Continuing downstream, we reach an area full of construction rubble and drying cloth. Children and young men are sorting through the rubble to find anything suitable for sale. The fabrics drying on the grass near the riverbank have been coloured using the traditional local stamping technique and are decorated with beautiful patterns. The boys that are spreading them out explain that they wash the cloths after printing them and sell them once they have been dried in the sun. Boys are playing in the water and a little further downstream laundry is done for hostels and even hospitals. Just to clarify, the pipe releasing untreated sewage into the river was only about a hundred meters upstream of this point.
Left: Waste being dumped along the river banks. (image: Vishal Mehta) Right: Boys playing in the water, floating on construction waste.
In conversation with the employees of the barrage, the fishermen, the men working at the pumping station, and the boys drying the freshly painted fabrics, it becomes increasingly clear that regulation around the river does not fit the daily reality of the people concerned. Dry farmlands that are irrigated on paper, a pumping station with capacity to spare located right next to a sewage pipe releasing untreated sewage into the river and hospital linens being washed just downstream from that spot.
Aside from farmers and workers in fishery and crafts, there is another big employer that is dependent on the river: industry. In the case of Ahmedabad – popularly known as the Manchester of the East – this mainly concernes textile industry. In part two of this article, the opposite bank of the river will be explored, where the sewage treatment plant shows the way household waste water is being treated, and the impact of industry waste water will also become visible.

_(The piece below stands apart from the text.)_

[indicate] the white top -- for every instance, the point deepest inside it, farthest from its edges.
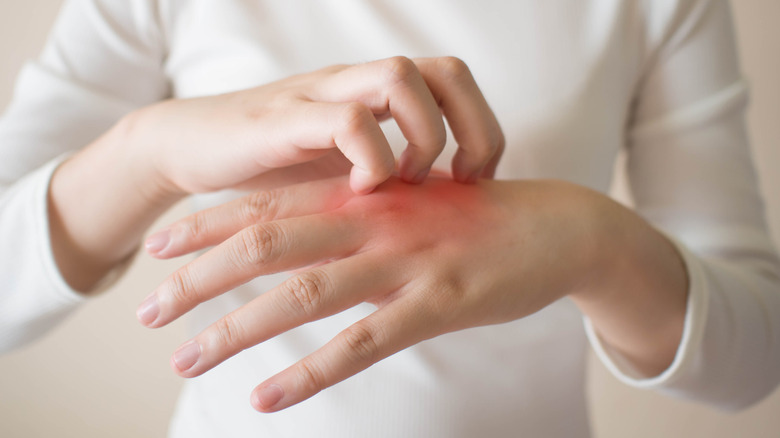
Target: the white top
(572, 83)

This article is the first of a two-part series, based on a walk that took place in Ahmedabad, India on October 23rd of 2016. The walk was organised by City Water Walks – Ahmedabad, a group of people who walk up- and downstream the Sabarmati as concerned citizens. City Water Walks take place in different cities in India as a part of Veditum. Veditum is a larger initiative by Siddharth Agarwal, who walked all the way down the Ganges River to – in his own words – “attempt to document the stories of the rivers of India, bringing out a first person narrative of the river’s condition and life of the people of the basin”. The group from Ahmedabad did a walk around water supply to Ahmedabad two weeks prior to the walk this article is written about. They are now assessing whether they can expand the initiative towards taking walks looking at different themes such as the waste disposal system of the city.